The waterfall distribution model envisions a series of receptacles into which the funds for the return of the initial investment and distribution of profits flow downwardly once a designated rate of return is exceeded at the top tier and at each lower tier, respectively. As each lower tier is reached, the split of funds between the general partner and the limited partners changes.

A waterfall distribution model can vary substantially in structure and complexity from project to project depending on the needs and expectations of the private equity investors. Detailed provisions must be included in the limited partnership’s governing documents to address the distribution rules taking into account aspects such as the order in which the general partner and the limited partners are repaid their initial investment and their corresponding share of profits (“preferred return”), the rate of return (“hurdle”) that must be exceeded at each tier before funds can flow to the next tier hurdle, and how the rate of return for the hurdles will be measured (i.e. based on the percentage of interest earned on the investment over the entire holding period, the internal rate of return (“IRR”), or an equity multiple ratio calculated by dividing the sum of the equity investment, plus all profits, by the total amount of equity invested). Either the IRR method or the equity multiple ratio method of measurement of the rate of return hurdle is typically used in commercial real estate investments that are held over long periods of time.

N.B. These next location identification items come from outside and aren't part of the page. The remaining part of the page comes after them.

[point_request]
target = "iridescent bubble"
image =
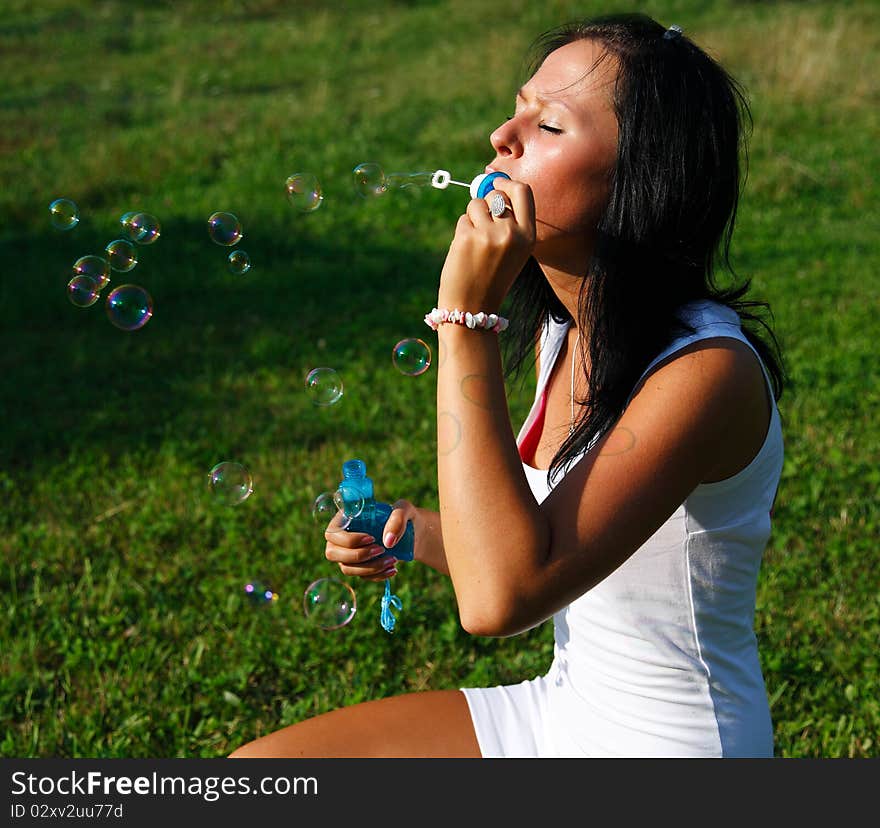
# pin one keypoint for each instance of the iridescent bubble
(260, 594)
(121, 254)
(83, 291)
(324, 509)
(142, 228)
(238, 262)
(129, 307)
(329, 603)
(369, 180)
(324, 386)
(95, 267)
(304, 192)
(230, 482)
(64, 214)
(224, 229)
(349, 501)
(411, 356)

As relates specifically to the order in which the general partner and the limited partners are paid, waterfall distribution models can be structured as simple splits between the limited partners and the general partner, which are made subject to two typical provisions which should be considered, catch-up provisions and look-back provisions.

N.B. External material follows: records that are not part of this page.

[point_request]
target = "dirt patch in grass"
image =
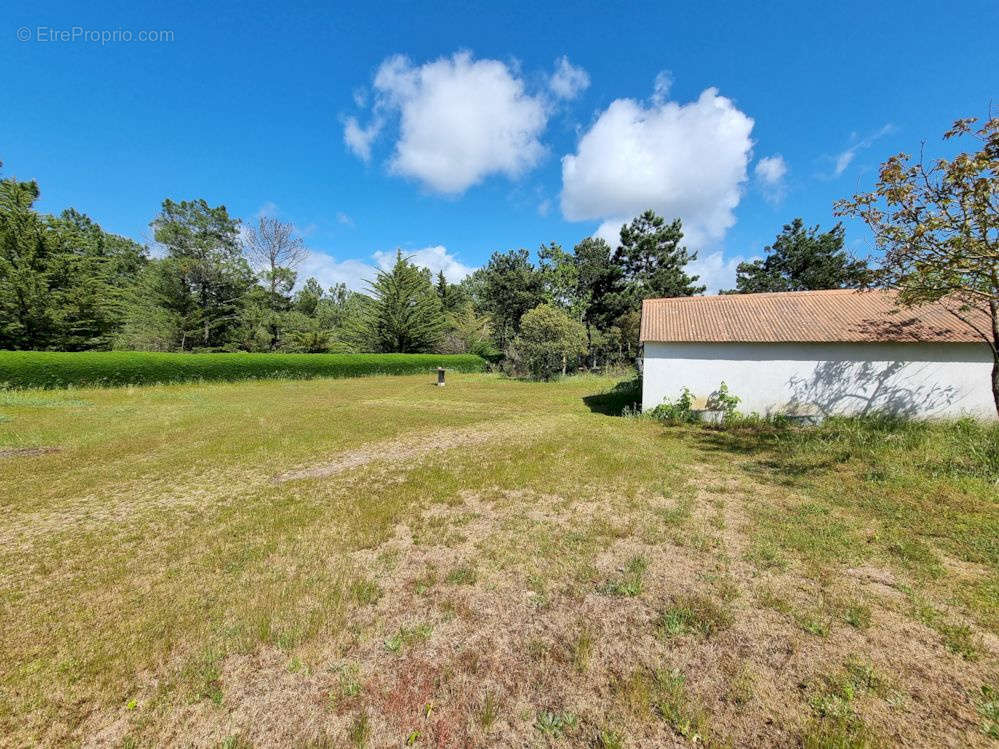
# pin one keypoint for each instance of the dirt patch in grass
(26, 452)
(414, 446)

A catch-up provision provides that the limited partners must receive one hundred percent of the project’s preferred return until the designated rate of return has been achieved, at which time funds would flow to the general partner until such time as the general partner has received the rate of return specified in the partnership agreement.

A look-back provision provides that if the designated IRR is exceeded in a given year, the split would be modified such that the general partner’s percentage share increases, with the limited partners still getting a better return than initially contemplated. On the other hand, for example, if looking back over the entire holding period the limited partners did not get the designated rate of return, the general partner would have to return such portion of the profits to the limited partners as would allow them to achieve their designated rate of return.  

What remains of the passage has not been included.